NOTE: The SMTP address/domain displayed is that of the Unity Connection server (cucxn01.thislabismylab.com), which is not the same as my corporate Exchange SMTP domain (thislabismylab.com). This is basic messaging…no surprises, here. Unity Connection mailboxes are assigned to an SMTP domain which, by default, is the FQDN of the server (or the Publisher in a cluster). You can also optionally change the SMTP domain for Unity Connection; however, you should not set it to be the same as the corporate Exchange SMTP domain (not a good idea).
- Configure Exchange to route mail destined for the Unity Connection SMTP domain to the Unity Connection server.
NOTE: How you accommodate this within Exchange depends on which version you use.
- By default, Unity Connection does not accept SMTP connections. Configure Unity Connection to accept SMTP connections.
- Configure each Single Inbox user’s Message Relay actions to relay email messages to the user’s corporate (Exchange) email address.
- Unity Connection needs to be configured with an SMTP Smart Host. I get a lot of questions about what “Smart Host” means so, for the record, it simply means a server that is configured to perform SMTP relay. In this case, my relay server could be my Exchange server (exch01.thislabismylab.com).

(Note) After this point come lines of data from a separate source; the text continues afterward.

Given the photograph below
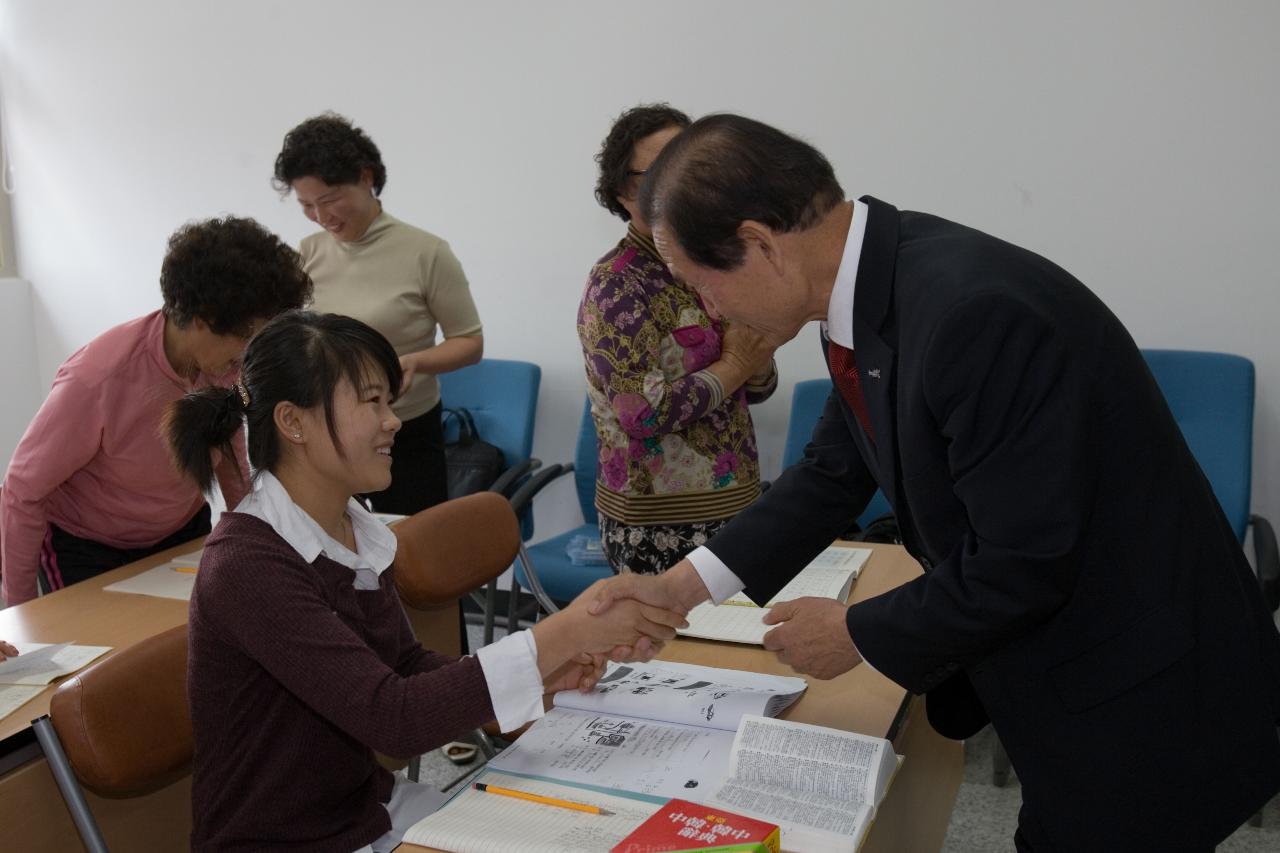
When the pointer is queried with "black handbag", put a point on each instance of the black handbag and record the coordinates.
(471, 464)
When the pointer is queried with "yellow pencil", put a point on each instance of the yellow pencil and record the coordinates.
(539, 798)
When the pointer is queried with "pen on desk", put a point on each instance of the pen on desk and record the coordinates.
(539, 798)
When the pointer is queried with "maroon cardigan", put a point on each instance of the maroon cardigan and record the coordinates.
(295, 679)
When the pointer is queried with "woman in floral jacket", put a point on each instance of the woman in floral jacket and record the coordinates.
(668, 383)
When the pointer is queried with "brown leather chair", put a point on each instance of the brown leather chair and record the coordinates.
(443, 553)
(120, 728)
(453, 548)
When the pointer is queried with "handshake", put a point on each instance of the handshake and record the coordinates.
(630, 617)
(627, 617)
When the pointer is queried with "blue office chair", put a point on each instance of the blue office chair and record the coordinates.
(545, 568)
(1211, 396)
(807, 404)
(502, 397)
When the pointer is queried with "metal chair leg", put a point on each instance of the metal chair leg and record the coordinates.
(67, 783)
(999, 763)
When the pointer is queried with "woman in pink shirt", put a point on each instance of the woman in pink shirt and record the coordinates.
(91, 486)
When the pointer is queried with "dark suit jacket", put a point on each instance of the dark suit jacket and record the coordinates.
(1083, 588)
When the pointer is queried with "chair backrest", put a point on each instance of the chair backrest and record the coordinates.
(807, 404)
(1211, 396)
(586, 457)
(502, 396)
(451, 548)
(124, 723)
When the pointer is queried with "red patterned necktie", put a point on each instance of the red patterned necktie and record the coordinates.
(844, 372)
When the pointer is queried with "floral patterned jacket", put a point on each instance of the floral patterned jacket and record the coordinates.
(673, 448)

- The SMTP Smart Host (i.e., SMTP relay server) needs to be configured to accept relays from Unity Connection. Likewise, the relay server needs to know how to route messages for various domains.
NOTE: How you accommodate this within Exchange also depends on which version you use. There are also some other considerations (such as security) that come into play here as well. The bottom line is that the Smart Host has to be “smart” enough to relay messages from Unity Connection to Exchange.